Polly Booker, who set-up and teaches electronic products at Ysgol Clywedog, said that promoting STEM subjects was dependant on the support from the top, and that she had received great support from the headmaster at the school, Dr David Kirby.
Yet STEM support seems to be quite rare with just three out of 13 schools in the Wrexham area running engineering as a GCSE. Mrs Booker noted that the deviation across schools in regards to their support for manufacturing-related subjects is very dependent upon the person at the top.
Perhaps the reason behind the support at Ysgol Clywedog is that Dr Kirby formerly worked in industry. Polly Booker, who has a background in industry herself, comments: “There are not many teachers with an industrial background. There needs more people from industry working at the qualification bodies and within teaching itself.”
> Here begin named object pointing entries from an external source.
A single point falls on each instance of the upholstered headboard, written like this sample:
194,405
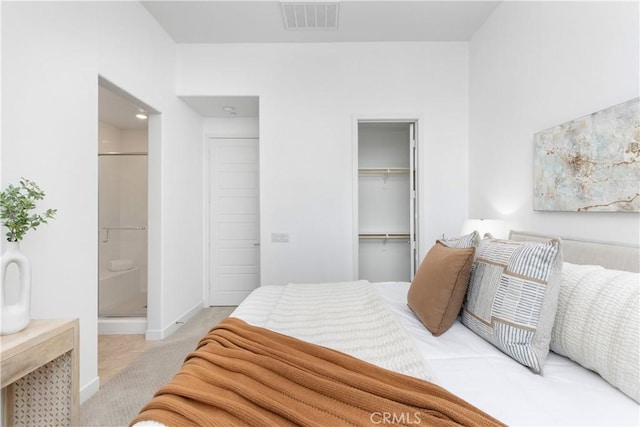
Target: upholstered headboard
615,256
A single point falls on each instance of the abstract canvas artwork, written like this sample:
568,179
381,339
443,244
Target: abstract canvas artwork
591,163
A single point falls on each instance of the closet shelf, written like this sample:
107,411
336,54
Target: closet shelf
384,236
383,171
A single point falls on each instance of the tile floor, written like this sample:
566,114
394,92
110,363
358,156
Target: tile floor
116,352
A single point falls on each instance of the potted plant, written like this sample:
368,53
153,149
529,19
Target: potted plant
16,205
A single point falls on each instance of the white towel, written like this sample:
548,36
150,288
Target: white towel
120,264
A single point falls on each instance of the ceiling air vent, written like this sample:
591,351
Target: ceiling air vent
310,15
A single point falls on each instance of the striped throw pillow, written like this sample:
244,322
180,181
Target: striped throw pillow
513,296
Having signed up to the Believe in D&T campaign, Mrs Booker is worried about the status of hands-on subjects within the curriculum. Despite devolution from Westminster which allows the Welsh a certain amount of power to make their own decisions on its education system, she states that the existence of D&T subjects within the national curriculum remains a worry as “whatever happens in England tends to eventually happen in Wales.”
When asked if their teachers have ever mentioned manufacturing, Michael Markham, who wants to work in manufacturing because its hand-on and more interesting than writing (his words), says, “No, not at all.”
Toyota to the rescue then with their new open doors policy that welcomes students of all ages and specialist days aimed at teaches and parents. After all, it’s not just the young people who need to see inside manufacturing, it’s also those that guide them and shape their ideals of what makes for a good career and what doesn’t.
One thing is certain, if the teacher’s can’t get children interested in STEM subjects, Gary Bawden from Toyota certainly will!